THE VIBE: The original Edinburgh venue is a glorious Georgian House. The Hallion goes out of its way to prove it's very inclusive - in an exclusive kind of way. It boasts that, "members will be accepted regardless of race, creed, age, gender or complete lack of dress sense." There's something sexy and laidback about the place, indeed you are even allowed to strip off - if you are going to the spa that is. The club admits to one area of sex discrimination: the women's loos are far grander than the men's. Indeed, they are so smart that they are referred to as the boudoir and come complete with make-up tables. The bar and restaurant are very good too. Where's our application form?
FOUNDED BY: Pierre Condou
BASED: London and on La Croisette for the Cannes Film Festival
NOTABLE MEMBERS AND PATRONS: Paul Bettany, Steve Coogan, Michael Winterbottom, Gerard Depardieu, Kristen Scott Thomas, Ralph Fiennes.
THE VIBE: aimed broadly at the media set - you'll need to fork out £500 a year to join, or £400 if you are an out-of-towner. The club says that it offers a mix of privacy, exclusivity and bonhomie in a setting that's both comfortable and discreet. Seems like they've got everything covered.
FOUNDED BY: Alistair Paton
WHERE NEXT: Hong Kong, Moscow
NOTABLE MEMBERS AND PATRONS: bankers, socialites
THE VIBE: money. Indeed the whole Mint enterprise (or M1NT, as they say) is based on cash. The first 250 memberships bought shares in the club which made the buyers the owners. The same masterstroke is taking place in Hong Kong. It has been said that among the first Chelsea members there were nine billionaires. You can also expect to see lots of glam women. Well, maybe we'll join after all. They also achieved some publicity by turning down an application from the Beckhams.
FOUNDED BY: Neil Morrissey and Matt Roberts
WHERE: London and Laugharne, Wales
WHERE NEXT: Chandler's Cross, Hertfordshire, Italy, Edinburgh and New York.
NOTABLE MEMBERS AND PATRONS: literary types and media.
THE VIBE: they say that they take their inspiration "from the London coffee houses of Hogarth's era, the New York Algonquin Round Table, and Peter Cook's Establishment Club," and that they hope to provide an "intimate, exclusive haven for the talented, the brilliant, the funny, and the downright hilarious." And there are fewer rules than at rival joints, hell, you're even allowed to use your mobile phone. They suggest you might be a potential member if you "like to debate, drink, meet, eat, listen, fool around, and generally give your good-time muscles a bit of a work out." That's the only kind of work out we can face, so let us in.
OWNED BY: Nick Jones
WHERE: Soho, New York
WHERE NEXT: Miami, LA, Shoreditch, Chiswick
NOTABLE MEMBERS AND PATRONS: Leonardo DiCaprio, Iman, Matt Damon, Alan Cumming, Kate Winslet, Kyle MacLachlan, Sophie Dahl, Lenny Kravitz, Cynthia Rowley.

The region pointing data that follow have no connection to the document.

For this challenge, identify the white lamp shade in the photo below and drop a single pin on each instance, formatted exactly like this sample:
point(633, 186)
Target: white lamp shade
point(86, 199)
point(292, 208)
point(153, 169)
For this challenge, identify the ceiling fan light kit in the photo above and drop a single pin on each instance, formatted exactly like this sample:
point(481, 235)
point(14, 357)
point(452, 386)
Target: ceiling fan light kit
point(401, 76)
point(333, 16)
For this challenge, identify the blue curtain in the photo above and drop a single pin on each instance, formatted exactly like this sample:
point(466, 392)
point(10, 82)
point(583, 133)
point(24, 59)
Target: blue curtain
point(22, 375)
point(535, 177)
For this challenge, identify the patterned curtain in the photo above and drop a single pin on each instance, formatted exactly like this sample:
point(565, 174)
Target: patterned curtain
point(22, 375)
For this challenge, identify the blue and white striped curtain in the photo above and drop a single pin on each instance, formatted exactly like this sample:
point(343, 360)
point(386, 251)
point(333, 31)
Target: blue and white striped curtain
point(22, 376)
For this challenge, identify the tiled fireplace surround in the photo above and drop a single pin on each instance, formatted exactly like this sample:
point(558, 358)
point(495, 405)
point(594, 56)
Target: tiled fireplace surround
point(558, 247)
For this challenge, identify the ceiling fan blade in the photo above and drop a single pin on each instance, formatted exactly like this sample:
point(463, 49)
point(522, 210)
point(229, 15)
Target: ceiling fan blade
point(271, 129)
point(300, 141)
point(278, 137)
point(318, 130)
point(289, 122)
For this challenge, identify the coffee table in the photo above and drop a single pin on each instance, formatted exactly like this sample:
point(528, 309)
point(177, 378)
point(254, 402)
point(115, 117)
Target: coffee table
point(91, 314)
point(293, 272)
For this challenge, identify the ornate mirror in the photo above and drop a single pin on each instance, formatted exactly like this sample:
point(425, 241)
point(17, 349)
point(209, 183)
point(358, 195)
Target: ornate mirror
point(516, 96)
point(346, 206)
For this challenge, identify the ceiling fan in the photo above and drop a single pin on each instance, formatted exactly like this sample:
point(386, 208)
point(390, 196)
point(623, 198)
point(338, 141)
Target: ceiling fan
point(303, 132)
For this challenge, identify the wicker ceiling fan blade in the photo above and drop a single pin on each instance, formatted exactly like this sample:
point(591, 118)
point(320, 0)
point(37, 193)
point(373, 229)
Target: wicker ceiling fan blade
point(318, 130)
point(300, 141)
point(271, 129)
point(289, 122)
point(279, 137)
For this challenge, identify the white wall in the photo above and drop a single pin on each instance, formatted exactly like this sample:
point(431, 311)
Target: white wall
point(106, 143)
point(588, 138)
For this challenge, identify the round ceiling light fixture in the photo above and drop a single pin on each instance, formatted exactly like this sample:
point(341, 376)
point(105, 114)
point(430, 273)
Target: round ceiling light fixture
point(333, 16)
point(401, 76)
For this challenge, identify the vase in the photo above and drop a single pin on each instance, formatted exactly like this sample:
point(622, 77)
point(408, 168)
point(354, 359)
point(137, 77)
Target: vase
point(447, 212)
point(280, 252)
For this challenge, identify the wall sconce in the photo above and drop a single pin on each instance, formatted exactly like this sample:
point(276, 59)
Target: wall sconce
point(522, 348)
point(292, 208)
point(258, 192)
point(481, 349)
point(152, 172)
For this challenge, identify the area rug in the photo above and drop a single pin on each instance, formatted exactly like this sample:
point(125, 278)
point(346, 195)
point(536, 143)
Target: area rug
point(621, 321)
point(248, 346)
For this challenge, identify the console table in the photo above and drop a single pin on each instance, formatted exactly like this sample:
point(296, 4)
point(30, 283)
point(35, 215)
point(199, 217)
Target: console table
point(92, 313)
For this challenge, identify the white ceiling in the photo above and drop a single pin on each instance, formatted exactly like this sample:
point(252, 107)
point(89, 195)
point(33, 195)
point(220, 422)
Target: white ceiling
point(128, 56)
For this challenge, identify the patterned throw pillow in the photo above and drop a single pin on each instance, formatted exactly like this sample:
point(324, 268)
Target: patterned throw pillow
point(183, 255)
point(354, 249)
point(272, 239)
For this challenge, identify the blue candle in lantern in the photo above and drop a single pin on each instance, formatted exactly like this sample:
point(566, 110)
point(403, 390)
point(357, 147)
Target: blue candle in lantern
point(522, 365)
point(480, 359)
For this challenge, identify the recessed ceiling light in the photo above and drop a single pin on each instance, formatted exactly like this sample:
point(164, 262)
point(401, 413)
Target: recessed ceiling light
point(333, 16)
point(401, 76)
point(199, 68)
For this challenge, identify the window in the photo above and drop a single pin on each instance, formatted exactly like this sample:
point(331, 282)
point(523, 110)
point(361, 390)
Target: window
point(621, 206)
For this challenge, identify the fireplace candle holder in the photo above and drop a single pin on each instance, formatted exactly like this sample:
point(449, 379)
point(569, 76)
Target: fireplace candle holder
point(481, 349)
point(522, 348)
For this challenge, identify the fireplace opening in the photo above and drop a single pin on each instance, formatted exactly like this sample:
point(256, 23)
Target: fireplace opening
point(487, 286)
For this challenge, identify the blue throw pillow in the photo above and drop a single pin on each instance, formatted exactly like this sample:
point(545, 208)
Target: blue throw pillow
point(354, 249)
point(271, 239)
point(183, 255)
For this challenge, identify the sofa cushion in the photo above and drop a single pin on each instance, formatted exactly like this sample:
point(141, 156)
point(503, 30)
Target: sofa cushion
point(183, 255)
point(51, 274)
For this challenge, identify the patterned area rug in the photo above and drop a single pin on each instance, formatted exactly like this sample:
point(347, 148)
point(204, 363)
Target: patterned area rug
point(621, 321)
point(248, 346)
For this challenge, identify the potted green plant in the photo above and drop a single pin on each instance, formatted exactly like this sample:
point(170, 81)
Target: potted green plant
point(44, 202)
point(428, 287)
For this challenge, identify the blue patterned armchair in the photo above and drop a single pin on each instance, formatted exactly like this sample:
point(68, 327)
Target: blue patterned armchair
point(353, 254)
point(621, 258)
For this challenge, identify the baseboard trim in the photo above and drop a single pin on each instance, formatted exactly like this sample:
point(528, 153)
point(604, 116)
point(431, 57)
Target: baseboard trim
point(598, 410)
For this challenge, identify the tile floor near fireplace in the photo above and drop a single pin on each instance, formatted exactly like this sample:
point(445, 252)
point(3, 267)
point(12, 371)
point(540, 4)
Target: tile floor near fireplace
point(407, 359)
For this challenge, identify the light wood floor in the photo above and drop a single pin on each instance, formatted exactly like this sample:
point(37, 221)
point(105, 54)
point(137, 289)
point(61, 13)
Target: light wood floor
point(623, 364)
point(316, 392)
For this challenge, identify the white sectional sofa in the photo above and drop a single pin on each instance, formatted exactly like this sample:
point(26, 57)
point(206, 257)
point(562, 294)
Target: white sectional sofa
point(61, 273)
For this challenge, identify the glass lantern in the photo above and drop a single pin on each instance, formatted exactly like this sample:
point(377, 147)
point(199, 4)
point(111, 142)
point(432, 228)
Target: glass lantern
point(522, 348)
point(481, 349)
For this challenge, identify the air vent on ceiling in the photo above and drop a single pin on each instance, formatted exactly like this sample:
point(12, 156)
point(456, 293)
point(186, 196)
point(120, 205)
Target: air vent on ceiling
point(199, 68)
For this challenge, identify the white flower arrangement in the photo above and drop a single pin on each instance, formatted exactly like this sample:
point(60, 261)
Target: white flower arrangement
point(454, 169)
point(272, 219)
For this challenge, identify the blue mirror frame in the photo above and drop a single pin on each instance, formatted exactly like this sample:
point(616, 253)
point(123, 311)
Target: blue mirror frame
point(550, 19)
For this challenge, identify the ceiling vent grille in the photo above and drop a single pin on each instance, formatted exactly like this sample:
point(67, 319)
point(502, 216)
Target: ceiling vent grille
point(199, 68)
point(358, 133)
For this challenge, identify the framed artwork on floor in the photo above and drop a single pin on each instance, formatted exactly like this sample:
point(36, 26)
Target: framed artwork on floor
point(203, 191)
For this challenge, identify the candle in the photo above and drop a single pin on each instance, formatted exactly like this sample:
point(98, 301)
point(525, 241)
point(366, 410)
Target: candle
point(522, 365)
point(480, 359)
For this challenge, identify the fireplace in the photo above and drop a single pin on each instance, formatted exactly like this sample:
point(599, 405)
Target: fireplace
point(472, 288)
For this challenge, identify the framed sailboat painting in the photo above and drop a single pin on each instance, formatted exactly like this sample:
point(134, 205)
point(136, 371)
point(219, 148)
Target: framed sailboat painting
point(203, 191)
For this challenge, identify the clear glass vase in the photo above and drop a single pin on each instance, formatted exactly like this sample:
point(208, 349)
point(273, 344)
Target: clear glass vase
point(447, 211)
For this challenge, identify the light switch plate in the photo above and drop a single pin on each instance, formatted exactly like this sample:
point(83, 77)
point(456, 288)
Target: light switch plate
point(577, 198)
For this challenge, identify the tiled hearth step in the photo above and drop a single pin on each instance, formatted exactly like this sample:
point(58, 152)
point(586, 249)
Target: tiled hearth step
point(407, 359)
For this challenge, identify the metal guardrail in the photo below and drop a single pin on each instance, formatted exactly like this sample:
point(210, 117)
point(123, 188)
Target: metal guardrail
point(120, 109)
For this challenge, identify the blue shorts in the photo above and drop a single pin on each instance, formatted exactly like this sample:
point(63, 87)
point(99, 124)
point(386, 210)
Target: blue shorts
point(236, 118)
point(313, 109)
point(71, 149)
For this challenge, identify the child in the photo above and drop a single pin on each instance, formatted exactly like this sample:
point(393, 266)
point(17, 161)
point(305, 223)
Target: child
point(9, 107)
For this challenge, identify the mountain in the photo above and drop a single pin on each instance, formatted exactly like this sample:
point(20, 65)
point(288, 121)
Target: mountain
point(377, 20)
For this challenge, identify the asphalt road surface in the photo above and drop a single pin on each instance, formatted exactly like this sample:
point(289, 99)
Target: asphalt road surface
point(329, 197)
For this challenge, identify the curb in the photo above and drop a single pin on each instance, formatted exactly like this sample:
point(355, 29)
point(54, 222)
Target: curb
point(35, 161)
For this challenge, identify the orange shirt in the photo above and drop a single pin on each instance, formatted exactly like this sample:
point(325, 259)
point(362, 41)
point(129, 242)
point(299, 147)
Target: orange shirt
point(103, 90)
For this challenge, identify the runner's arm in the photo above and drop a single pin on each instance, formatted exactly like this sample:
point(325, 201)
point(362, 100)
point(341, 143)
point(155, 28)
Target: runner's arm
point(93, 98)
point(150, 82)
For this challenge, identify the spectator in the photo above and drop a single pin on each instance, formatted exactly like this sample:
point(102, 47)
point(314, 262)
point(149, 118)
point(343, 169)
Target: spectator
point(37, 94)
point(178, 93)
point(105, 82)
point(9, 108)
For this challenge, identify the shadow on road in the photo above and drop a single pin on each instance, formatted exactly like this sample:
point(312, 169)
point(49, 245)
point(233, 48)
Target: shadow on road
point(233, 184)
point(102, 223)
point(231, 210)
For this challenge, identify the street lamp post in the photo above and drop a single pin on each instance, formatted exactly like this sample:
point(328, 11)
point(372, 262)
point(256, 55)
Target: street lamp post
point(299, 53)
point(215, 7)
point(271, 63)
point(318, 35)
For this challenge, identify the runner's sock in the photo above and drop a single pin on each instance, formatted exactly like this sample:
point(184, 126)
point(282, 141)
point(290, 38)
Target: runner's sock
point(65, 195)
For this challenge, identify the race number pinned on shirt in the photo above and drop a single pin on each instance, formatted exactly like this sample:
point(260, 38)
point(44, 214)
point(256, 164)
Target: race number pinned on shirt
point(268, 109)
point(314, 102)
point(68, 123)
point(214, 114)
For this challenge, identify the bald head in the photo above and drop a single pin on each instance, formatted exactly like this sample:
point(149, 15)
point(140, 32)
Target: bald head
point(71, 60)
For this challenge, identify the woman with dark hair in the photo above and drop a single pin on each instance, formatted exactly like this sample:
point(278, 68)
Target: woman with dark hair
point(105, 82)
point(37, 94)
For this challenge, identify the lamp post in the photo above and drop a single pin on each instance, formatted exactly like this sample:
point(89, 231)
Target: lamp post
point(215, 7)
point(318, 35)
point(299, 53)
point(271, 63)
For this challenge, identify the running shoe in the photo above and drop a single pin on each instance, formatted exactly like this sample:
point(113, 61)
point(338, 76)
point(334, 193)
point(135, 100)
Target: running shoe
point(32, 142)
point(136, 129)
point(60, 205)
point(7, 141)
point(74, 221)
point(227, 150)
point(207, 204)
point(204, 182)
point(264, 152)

THE VIBE: Soho House in, er, Soho London is aimed at people in film, media and the arts. It's a heady cocktail; some nights the place is jumping but because it's set out over several floors of neighbouring houses you can usually find a quiet corner. Great clubby food too. Members often head out to the country to enjoy Jones's hospitality at the wonderful Babington House hotel in Somerset. In New York, you'll find Soho House in the city's cool Meatpacking District where members can use the spa, roof deck and screening room. We say this is an all round good thing.